Another field where homophobia has repeatedly been a problem is among the police. Labris has therefore been working with the police department for two years and educates police officers, prosecutors and even judges about discrimination against LGBT-persons.
“The police are not always aware of their contribution to discrimination, which is why education is so important,” she said and adds that hate crimes are mainly committed by teenagers.
Most economic support for Labris comes from abroad, the organization must also look overseas to find public persons, celebrities and role models that are openly gay.
“We need a politician, an artist, or even a journalist who is openly gay. Someone! In Serbia there is no one and we have to invite people that are gay from the US for events and seminars. And since I´m straight I can’t take that role,” said Jovanka raising her arms in a defensive posture and smiles.
Although this year´s Pride parade might not have managed to attract the Serbian prime minister, the minister of Culture- and democracy of Sweden flew in and was seen dancing and carrying a rainbow flag. This, of course, could only be witnessed directly by the hundreds of activist that managed to join the parade and by the thousands of police officers deployed to protect them.
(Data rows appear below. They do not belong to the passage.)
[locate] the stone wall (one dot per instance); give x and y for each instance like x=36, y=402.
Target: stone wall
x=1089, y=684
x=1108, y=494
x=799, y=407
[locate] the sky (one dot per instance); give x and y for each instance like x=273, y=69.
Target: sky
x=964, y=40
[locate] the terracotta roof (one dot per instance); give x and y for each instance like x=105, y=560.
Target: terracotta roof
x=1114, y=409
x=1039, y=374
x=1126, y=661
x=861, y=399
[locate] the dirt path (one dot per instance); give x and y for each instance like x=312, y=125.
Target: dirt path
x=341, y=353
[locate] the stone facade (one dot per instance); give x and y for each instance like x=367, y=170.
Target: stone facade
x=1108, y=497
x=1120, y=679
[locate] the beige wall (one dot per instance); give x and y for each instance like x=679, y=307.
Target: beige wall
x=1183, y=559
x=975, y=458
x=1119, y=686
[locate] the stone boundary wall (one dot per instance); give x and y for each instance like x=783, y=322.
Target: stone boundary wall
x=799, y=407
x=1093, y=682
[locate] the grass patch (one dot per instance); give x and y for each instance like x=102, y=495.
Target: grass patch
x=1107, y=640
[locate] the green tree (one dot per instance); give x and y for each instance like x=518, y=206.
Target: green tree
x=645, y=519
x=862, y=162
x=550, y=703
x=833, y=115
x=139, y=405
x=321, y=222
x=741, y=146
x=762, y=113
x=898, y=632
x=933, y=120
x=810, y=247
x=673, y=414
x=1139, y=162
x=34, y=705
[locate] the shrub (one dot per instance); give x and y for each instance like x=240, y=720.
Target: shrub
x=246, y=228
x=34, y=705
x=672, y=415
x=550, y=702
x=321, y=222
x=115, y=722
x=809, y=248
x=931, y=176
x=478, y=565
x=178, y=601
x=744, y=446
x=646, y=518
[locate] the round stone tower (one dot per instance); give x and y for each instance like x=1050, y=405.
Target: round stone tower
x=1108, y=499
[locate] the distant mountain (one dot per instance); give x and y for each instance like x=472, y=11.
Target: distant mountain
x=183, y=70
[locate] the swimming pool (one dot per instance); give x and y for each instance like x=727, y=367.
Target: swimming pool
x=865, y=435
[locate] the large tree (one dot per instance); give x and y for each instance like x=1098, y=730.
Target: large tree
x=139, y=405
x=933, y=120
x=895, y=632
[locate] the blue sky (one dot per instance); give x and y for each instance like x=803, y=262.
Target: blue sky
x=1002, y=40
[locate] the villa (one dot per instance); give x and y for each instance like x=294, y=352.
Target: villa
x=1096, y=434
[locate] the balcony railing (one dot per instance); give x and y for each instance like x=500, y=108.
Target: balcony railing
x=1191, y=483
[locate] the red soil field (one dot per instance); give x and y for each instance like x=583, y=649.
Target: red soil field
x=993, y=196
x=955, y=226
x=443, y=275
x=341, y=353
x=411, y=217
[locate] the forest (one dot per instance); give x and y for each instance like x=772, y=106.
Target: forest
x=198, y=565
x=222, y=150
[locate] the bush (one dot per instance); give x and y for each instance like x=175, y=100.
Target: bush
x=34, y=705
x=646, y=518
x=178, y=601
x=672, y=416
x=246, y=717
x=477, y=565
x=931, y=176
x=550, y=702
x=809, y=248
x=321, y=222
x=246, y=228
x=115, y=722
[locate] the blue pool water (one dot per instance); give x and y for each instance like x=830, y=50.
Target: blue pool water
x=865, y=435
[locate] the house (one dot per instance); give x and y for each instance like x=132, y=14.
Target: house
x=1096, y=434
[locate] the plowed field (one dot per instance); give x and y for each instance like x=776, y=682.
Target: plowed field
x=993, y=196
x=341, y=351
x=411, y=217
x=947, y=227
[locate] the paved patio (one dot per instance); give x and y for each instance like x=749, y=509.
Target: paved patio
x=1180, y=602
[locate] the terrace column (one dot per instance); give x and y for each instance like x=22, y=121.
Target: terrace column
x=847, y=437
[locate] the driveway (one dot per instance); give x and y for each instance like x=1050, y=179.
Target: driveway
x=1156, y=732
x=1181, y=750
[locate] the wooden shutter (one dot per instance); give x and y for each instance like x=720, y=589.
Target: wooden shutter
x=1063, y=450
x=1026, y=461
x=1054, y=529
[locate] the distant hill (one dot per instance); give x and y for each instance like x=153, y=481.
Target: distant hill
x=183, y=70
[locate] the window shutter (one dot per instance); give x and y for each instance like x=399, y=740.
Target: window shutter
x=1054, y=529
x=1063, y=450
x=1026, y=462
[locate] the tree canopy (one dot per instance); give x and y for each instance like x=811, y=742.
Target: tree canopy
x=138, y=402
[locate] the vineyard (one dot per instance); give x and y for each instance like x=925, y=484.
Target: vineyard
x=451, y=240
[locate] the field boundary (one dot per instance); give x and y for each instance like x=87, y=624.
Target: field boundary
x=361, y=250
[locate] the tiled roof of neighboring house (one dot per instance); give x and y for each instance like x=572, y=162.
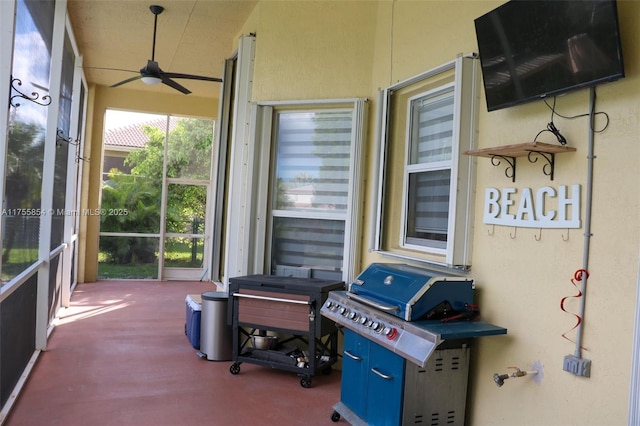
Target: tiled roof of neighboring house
x=133, y=135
Holy water was poured on the street by the representatives of the Eastern Orthodox Church as they cleansed the street after the Pride parade. They blamed the LGBT-community for the natural disasters that have struck Serbia, while they swung a censer filled with smoking incense back and forth. The blockade had been lifted and once more could you walk along the main street and take the tram.
“I just wish they could have the parade outside of the city center where they wouldn´t bother anyone. Why do they have to rub their sexuality in everyone’s face and create such a fuss? You´re gay, so what? I just want to get around in my own city! As did everyone else in the tram I was in,” said Marijana when I met her in the afternoon.
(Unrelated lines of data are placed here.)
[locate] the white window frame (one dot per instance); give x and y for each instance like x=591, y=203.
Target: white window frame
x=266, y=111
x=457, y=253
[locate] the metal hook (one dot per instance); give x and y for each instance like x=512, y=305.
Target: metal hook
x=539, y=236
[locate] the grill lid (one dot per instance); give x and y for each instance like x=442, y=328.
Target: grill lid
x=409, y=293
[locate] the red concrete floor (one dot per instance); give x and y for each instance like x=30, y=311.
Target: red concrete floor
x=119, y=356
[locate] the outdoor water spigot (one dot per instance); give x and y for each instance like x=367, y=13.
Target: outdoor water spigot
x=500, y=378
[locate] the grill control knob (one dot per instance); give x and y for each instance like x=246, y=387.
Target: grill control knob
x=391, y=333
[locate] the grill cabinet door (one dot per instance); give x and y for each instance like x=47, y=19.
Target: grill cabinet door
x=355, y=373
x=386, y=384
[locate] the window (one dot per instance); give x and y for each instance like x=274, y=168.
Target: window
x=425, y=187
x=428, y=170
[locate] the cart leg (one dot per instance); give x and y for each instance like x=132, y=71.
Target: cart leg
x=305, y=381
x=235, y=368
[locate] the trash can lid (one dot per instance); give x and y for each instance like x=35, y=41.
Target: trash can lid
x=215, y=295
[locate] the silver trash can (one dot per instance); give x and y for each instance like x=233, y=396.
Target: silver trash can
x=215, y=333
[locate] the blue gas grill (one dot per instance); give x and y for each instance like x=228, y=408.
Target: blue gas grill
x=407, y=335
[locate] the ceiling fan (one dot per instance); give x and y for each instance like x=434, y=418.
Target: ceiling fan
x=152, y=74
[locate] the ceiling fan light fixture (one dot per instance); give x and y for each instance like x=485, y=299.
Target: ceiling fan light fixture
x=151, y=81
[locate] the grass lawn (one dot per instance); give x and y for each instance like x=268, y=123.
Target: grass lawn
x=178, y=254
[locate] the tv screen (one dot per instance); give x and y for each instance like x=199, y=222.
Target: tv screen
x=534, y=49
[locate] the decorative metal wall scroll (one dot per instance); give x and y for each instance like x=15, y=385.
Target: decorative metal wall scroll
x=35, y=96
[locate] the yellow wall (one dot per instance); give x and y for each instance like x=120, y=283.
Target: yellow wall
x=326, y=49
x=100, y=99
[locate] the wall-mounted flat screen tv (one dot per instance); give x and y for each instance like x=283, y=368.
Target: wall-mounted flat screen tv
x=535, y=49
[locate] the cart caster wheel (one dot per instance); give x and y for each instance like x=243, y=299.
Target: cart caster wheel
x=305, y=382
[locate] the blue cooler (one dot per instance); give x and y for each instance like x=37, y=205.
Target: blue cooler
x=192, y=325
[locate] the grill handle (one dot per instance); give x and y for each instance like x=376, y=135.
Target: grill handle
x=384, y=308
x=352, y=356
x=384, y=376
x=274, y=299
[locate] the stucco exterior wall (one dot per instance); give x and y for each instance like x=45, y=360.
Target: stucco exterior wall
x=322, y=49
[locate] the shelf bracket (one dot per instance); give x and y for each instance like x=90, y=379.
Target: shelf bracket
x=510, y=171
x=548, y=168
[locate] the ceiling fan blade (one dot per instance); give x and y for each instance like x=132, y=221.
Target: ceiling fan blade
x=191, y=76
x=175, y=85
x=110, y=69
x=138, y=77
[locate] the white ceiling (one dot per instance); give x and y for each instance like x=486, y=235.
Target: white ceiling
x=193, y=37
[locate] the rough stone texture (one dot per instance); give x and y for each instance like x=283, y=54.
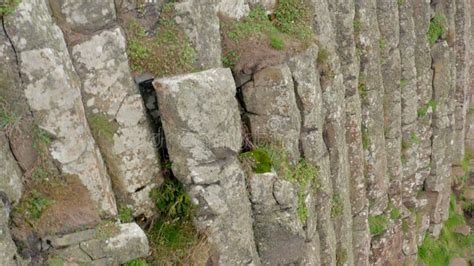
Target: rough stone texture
x=127, y=243
x=371, y=89
x=8, y=255
x=410, y=139
x=11, y=183
x=108, y=92
x=387, y=16
x=86, y=16
x=203, y=133
x=344, y=12
x=277, y=225
x=462, y=47
x=201, y=24
x=277, y=119
x=334, y=130
x=52, y=89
So why create so much fuss?
Threats and attacks against LGBTI rights defenders and organizations, including the Gay-Straight Alliance, were not effectively investigated, and hate motive was seldom recognized, writes Amnesty International about Serbia in its yearly report from 2014/2015. The Belgrade Center for Human Rights comes to the same conclusion in their yearly report.
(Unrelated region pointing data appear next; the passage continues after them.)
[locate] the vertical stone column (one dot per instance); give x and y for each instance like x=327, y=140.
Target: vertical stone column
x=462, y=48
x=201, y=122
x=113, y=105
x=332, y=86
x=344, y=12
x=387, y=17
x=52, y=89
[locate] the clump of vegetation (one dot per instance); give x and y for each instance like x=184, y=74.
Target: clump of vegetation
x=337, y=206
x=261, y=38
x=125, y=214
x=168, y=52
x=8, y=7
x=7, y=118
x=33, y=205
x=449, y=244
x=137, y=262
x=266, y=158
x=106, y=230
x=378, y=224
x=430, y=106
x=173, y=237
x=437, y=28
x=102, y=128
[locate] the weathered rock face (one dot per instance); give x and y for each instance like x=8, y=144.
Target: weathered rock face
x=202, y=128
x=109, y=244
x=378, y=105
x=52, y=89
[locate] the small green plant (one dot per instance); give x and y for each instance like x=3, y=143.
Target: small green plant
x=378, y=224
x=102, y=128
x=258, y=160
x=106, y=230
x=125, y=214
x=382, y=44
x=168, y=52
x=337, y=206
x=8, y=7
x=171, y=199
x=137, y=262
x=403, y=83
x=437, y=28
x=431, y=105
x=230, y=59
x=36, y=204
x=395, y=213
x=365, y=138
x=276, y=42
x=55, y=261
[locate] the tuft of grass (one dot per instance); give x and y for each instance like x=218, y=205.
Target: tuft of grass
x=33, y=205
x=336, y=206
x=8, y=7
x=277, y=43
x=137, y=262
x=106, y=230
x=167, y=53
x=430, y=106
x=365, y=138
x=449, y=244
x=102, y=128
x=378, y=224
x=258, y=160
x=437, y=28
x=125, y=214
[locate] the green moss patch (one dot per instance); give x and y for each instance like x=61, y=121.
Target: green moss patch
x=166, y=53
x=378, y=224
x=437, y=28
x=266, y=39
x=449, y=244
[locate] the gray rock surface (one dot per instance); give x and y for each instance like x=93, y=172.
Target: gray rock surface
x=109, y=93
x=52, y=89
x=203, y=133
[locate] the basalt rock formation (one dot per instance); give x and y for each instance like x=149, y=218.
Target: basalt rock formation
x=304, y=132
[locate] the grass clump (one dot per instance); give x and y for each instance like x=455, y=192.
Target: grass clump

On the television in the background I watched as scenes from the parade were broadcast on the evening news. Huge flags were carried by people celebrating the opportunity to openly show their fellow countrymen- and women that they are proud of who they are, and who they love.
Then the scene shifted and once more I saw the members of the church, and the endless line of riot shields. I had to ask myself, could the Pride parade actually be counterproductive for the LGBT-community? Could it harm the public opinion towards LGBT-rights?
I asked Goran Miletic from the organizing Committee if he found it problematic that the public could not join or even witness the Pride parade.
“The situation is tricky. Of course we want observers, but having the threats in mind, we must find the right balance between security and visibility. Security is our number one priority. We made this compromise with the hope that we will be able to have more observers in the coming years and that such measures will not be needed in the future,” he said. He ended the email by letting me know that every year more and more people recognize that they do know someone in the LGBT-community.
Hopefully I won´t need it; but just in case I will bring binoculars next year. And lock picks.